The term “stiffnecked” is actually from two Hebrew words: qasheh, “hard, obstinate,” and oref, “neck.” As said earlier, oref is the root of Orpah.
This description paints a Hebrew word picture of an uncircumcised heart, for we read in Deut. 10:16, KJV,
16 Circumcise therefore the foreskin of your heart and be no more stiffnecked.
Again, Stephen told the unbelieving Jews in Acts 7:51, KJV,
51 Ye stiffnecked and uncircumcised in heart and ears, ye do always resist the Holy Ghost; as your fathers did, so do ye.
He was telling them that they were following the path of their ancestors who lacked the faith necessary to enter the Promised Land. They were in need of heart circumcision, something that even Moses himself talked about in Deut. 30:5, 6,
5 And the Lord your God will bring you into the land which your fathers possessed, and you shall possess it; and He will prosper you and multiply you more than your fathers. 6 Moreover the Lord your God will circumcise your heart and the heart of your descendants, to love the Lord your God with all your heart and with all your soul, in order that you may live.
To receive the promises of God requires heart circumcision. Apart from that, Israelites are a stiffnecked people who do not meet the requirements to enter the Promised Land. So Orpah was chosen to play the role of the Israelites who died in the wilderness without receiving the promises. She failed to see the birth of Obed, the Christ figure, who was born in the House of Bread. In returning to her Moabite roots, she failed to become a Judahite and to receive the praise of God.

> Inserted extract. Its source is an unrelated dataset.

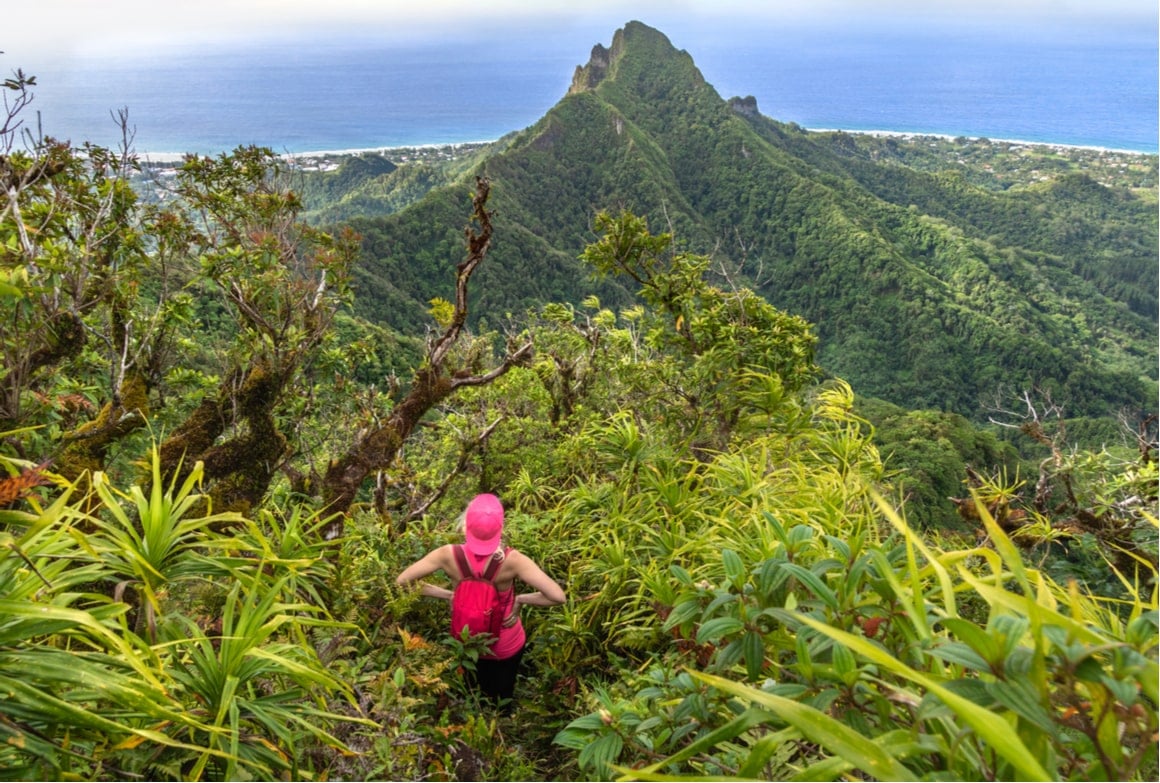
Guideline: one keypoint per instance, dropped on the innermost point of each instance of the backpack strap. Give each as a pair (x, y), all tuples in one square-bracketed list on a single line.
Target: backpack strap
[(466, 572), (493, 566), (461, 559)]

The lesson here is explained clearly in the story of Israel and in Hebrews 3 and 4. We are to be as Ruth, not as Orpah. So let us press on and endure to the end. Heb. 10:35-39 concludes,
35 Therefore, do not throw away your confidence, which has a great reward. 36 For you have need of endurance, so that when you have done the will of God, you may receive what was promised…. 39 But we are not of those who shrink back to destruction, but of those who have faith to the preserving of the soul.